Moreover, the family home requires a protection system similar to the one proposed by the insolvency of individuals, regime which derives from the recent decision of the CJEU in Kusionova case (September 2014). I am reminding that in Romania of 2014 the insolvency of consumers is still not regulated, since the irresponsible banks have successfully opposed the enactment of such legislations, relying on the eternal lobby of the NBR. The NBR allied with IMF which, for 4 years, imposed the Romanian government to refrain from promoting such a law. This scenario took place despite the fact that Romania is a member state of the European Union, where the existence of such a regime is required.

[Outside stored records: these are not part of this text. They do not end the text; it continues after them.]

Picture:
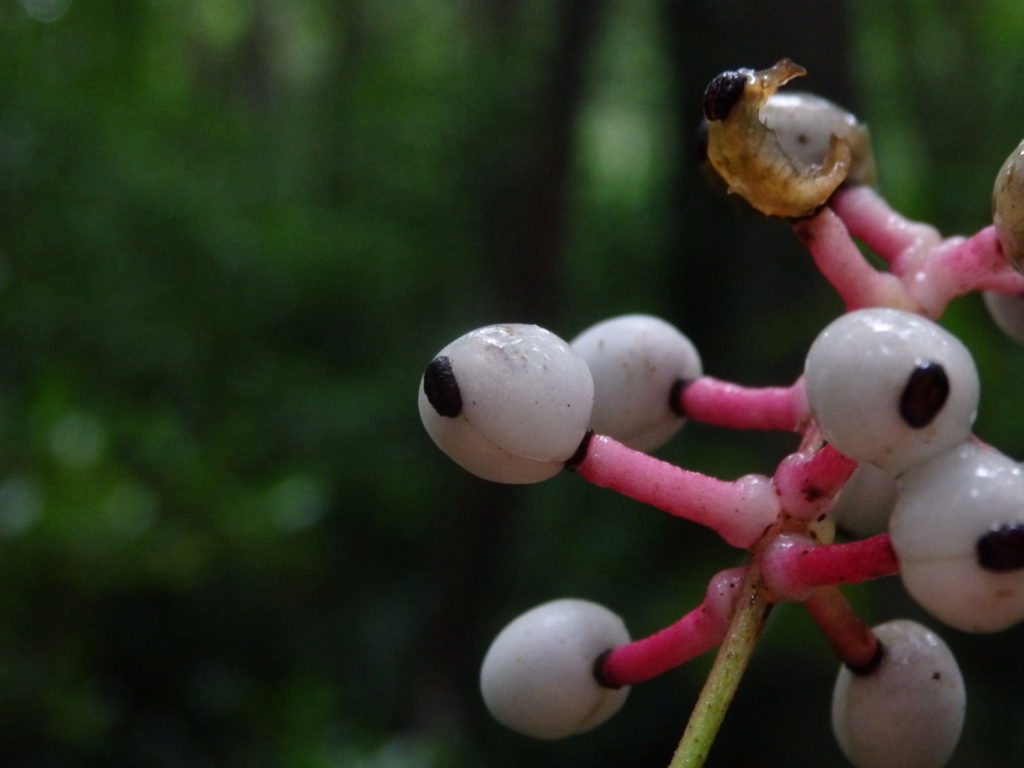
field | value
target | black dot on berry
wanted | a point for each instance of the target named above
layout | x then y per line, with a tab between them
924	395
1001	548
441	388
722	94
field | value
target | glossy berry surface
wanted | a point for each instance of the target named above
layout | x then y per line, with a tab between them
891	387
955	528
538	676
908	711
635	360
509	402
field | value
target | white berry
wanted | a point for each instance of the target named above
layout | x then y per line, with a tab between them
508	402
804	123
891	387
906	713
538	676
863	506
957	529
635	360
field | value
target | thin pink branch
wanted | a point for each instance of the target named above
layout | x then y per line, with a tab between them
724	403
794	565
839	260
739	511
695	633
850	638
808	482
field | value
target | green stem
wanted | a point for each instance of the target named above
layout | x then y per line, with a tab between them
733	655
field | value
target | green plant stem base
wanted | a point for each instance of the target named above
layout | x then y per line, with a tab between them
733	655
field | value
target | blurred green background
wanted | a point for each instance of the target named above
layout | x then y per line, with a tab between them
231	236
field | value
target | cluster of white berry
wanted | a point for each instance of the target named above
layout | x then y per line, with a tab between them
884	411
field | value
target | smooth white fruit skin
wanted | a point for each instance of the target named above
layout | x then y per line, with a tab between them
526	402
908	712
803	123
942	509
855	375
635	360
538	676
1007	311
865	503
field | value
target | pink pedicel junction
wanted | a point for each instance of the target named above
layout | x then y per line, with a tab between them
905	428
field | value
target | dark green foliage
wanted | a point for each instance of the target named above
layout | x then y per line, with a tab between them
231	237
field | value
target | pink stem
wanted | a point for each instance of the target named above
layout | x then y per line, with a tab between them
962	265
695	633
850	638
738	511
715	401
794	566
868	217
807	483
839	260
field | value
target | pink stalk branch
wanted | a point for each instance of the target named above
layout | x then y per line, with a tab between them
840	261
724	403
868	217
850	638
808	482
931	270
794	565
739	511
695	633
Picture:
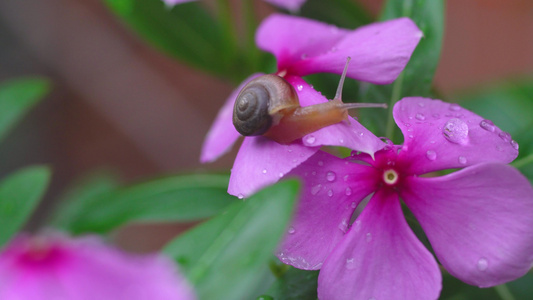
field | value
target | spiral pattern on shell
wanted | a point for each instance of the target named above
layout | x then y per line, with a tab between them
251	110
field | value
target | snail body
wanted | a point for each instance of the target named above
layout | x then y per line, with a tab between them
269	106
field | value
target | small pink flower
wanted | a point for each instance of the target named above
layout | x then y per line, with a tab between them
479	220
291	5
54	267
378	52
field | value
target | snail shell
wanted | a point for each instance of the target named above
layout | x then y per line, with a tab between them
262	103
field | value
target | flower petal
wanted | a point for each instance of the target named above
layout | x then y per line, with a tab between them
332	190
379	51
261	162
479	221
291	5
84	269
380	258
222	134
350	134
440	135
292	39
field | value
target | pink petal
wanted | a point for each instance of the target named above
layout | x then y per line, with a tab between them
479	221
379	51
291	5
440	135
174	2
292	39
348	134
332	190
222	134
261	162
84	269
380	258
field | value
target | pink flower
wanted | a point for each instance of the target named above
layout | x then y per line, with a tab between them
54	267
378	52
479	220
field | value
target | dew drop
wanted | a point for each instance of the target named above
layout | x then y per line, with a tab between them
331	176
455	107
487	125
482	264
368	237
455	131
350	265
505	136
348	192
310	139
316	189
431	155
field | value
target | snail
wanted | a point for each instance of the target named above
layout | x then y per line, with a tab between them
269	106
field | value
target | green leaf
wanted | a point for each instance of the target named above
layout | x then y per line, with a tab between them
509	106
417	77
174	198
225	258
80	196
295	284
17	97
19	195
342	13
186	31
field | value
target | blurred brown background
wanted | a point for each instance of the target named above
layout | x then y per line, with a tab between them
119	103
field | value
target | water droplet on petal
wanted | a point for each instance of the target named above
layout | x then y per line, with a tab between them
310	139
455	131
368	237
455	107
487	125
482	264
316	189
505	136
431	155
331	176
343	226
348	192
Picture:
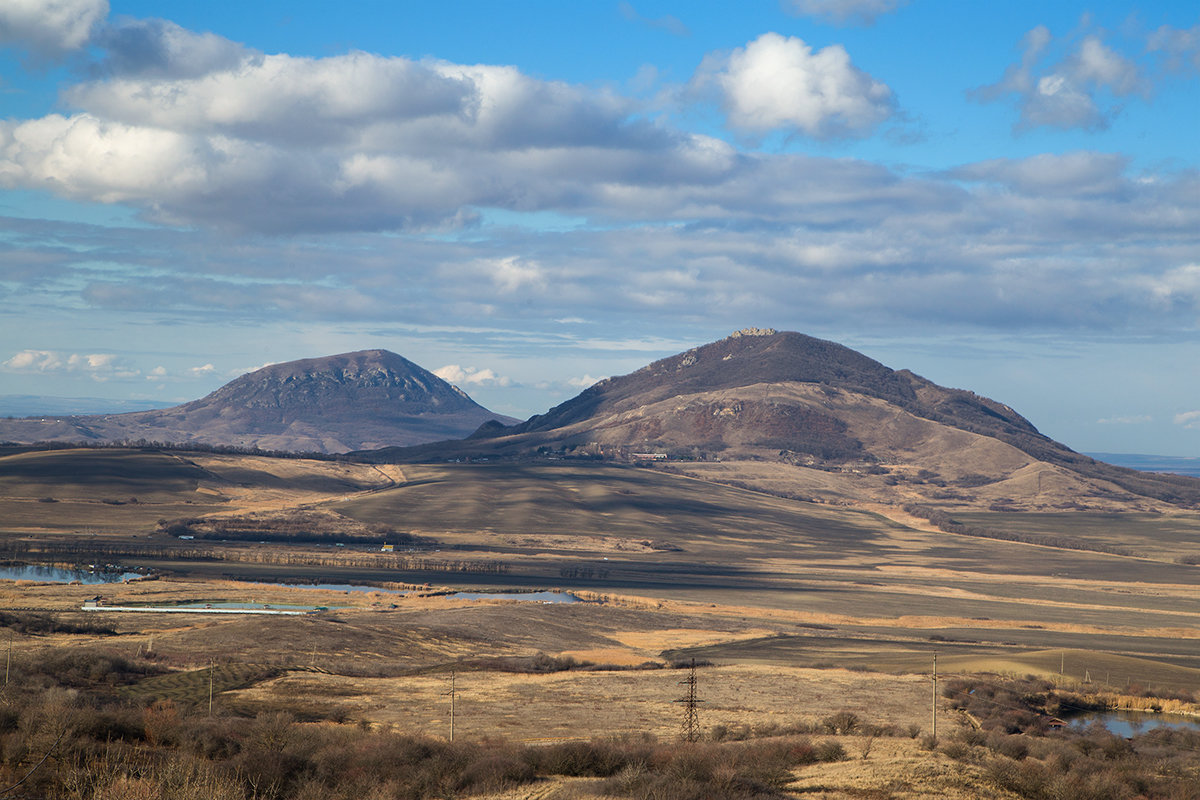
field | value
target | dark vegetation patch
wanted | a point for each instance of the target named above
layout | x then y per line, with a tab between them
943	521
64	734
292	525
1019	741
35	624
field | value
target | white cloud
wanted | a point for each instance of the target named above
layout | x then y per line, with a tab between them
582	382
1189	420
513	274
454	373
49	28
780	83
100	366
667	23
197	130
840	12
1079	90
161	48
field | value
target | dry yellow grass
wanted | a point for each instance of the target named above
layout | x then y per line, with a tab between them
583	704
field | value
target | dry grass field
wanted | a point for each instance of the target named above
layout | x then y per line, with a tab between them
797	611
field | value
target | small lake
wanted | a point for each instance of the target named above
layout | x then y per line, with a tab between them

In addition, this is a first settlement of the solution of writing off of the consumer’s debt towards the bank, by leaving the immovable property in the hands of the bank (datio in solutum). Perhaps out of 100 Romanians who borrowed money from banks and now are chained (legally) to them for about 25 years from now, 70 would agree to leave in the hands of the banks their apartment, which in 2007 valued 100.000 CHF and now doesn’t even value 20.000 CHF. Those 70 could resume their lives anew, moving into a rented apartment, rather than paying the debt for the rest of their lives.

Finally, I found, in paragraph 55 of the Preamble, an observation of the European Commission relating to the superficial and irresponsible way in which the rating was calculated, especially regarding the foreign currency loans.

I am hereby reminding that most of the credit consumers who were granted loans in CHF are relatively low-income employees, earning between 1500-3000 RON per month, income which was reduced by 25% by Mr. Basescu in May 2010. They would have qualified never for a loan in RON or in EUR, of, for example, 50.000 euro. These credit costs would have exceeded 70% of their monthly income, which the law prohibits. But through a horrible manipulation of the laws of statistics, they were „qualified” for CHF loans. After the explosion of RON/CHF exchange rate, these people not only do not cover the costs of their monthly income, but they have to somehow get a surplus to these 1500-3000 RON to pay the monthly rate to the bank. And now, two of the banks that have irresponsibly granted this type of loans, have the nerve to require that, in case of the recognition of the conversion and the acceptance of the freezing of the exchange rate to the value applicable at the date of granting the credit, the costs of credit in RON be applied as of the date of granting of the loan in CHF. Such a right is not only non-existent in the consumer protection legislation and civil legislations, but the granting of such a requirement would simply mean doubling the DAE. However, this is an infringement of the rules of Basel II, for which the NBR should urgently apply the defendant-banks harsh sanctions such as the measure of suspension or annulment of its licence. So, in the event certain judges would prove to be careless enough to accept these demands of the two banks who practiced the irresponsible lending, this scenario will mean the beginning of the end for these banks.

One surely knows the following saying: „Be careful what you wish for, it might come true”.